Originally Posted by Harry
What are you intending to use the cart for?
Originally Posted by router-jim
Roland, could you also tell us the length and width of the wing.
Principally, this cart will be my CMS workstation. It ties into the modular tool system I've been designing to be the backbone of my shop. The system is kind of reminiscent of the one that appeared in WOOD last fall, though the work on my design actually predated that article and has some notable divergences from it. The basic design philosophy, however, is much the same: bench tools fastened on bases that can be mounted to workbenches or carts and stored away on a shelf system when not in use. I have a number of workstations in various stages of planning, each having its own primary function but able to flexibly serve in other capacities as the need arises.

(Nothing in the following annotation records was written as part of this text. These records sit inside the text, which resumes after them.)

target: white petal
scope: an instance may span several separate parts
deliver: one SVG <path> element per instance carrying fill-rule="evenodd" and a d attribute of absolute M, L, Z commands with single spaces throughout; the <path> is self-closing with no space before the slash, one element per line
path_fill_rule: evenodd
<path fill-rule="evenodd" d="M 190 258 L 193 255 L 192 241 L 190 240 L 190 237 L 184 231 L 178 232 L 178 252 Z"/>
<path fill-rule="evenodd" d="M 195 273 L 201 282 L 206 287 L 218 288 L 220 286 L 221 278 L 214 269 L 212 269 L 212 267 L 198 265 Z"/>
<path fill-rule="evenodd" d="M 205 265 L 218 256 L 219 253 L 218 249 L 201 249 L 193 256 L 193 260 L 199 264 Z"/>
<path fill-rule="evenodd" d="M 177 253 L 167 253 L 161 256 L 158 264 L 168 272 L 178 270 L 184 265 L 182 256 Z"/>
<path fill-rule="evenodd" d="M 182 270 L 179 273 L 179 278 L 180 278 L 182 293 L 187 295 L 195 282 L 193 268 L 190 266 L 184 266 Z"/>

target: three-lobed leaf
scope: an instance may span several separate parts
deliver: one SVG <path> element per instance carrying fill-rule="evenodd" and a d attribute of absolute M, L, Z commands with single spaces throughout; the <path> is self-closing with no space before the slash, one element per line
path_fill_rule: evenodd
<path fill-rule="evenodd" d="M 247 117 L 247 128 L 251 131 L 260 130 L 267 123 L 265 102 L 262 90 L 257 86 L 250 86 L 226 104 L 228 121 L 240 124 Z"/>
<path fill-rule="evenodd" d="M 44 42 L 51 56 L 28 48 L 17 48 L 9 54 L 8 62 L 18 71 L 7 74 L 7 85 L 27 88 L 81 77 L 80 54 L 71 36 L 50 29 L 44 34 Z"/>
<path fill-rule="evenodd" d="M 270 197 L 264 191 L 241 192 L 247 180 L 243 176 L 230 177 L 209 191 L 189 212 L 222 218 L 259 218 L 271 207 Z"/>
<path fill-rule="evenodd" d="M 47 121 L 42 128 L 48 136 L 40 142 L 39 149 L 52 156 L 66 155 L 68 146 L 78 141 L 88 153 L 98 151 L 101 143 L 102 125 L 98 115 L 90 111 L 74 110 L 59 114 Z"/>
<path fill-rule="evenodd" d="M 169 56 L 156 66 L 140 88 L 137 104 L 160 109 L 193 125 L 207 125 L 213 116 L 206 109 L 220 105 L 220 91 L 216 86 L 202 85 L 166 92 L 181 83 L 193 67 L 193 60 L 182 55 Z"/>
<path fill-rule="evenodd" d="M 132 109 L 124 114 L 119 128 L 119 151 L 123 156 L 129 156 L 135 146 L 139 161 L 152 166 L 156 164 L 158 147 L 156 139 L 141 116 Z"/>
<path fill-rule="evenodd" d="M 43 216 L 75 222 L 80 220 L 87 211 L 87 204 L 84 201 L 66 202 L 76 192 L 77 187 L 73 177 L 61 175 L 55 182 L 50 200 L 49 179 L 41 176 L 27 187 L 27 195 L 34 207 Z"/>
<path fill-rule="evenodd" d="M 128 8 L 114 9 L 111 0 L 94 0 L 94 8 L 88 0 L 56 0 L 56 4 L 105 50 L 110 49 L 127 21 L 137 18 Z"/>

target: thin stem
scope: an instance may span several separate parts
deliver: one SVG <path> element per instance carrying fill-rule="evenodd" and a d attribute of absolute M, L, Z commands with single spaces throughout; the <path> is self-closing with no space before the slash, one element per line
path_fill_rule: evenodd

So, while this will be my compound mitering station, sitting next to and offer mutual support to my RAS station (still being planned), I'd like it to serve as a station for my lunchbox planer, an infeed table for my TS, an assembly & glue up table and as a general workbench. The cart stands 36" high and has a 21" x 24" top. In actual fact there will be two wings (though my original message suggests just one), each 24" wide and 28" long. The top and wings are of 1" beech.
When in mitering station configuration, my CMS on its base will be mounted to the cart's top. The wings will have removable risers and fence system much like these ones
from the Online Extra for the miter saw station in Issue 98 of ShopNotes.
In planer mode, my lunchbox planer will be mounted on the cart's top and make use of the same risers (miter fences removed) as infeed and outfeed extension tables. As a TS infeed table, a glue-up/assembly table or as a general workbench the riser fixtures will be removed. The cart has double locking casters but will soon also have feet that screw down, lifting the cart off the wheels. The legs for each wing will be similarly height-adjustable. This way, the planarity of the top and wings can all be adjusted as needed for the current role at hand.
As a general workbench, I of course don't expect to be able to hew out dovetails, pound large assemblies together, or scrub plane rough stock. I do, however, want it to be reasonably sturdy and robust.
That's all I can think of at the moment in terms of information you might need but please let me know if there's anything else I can tell you.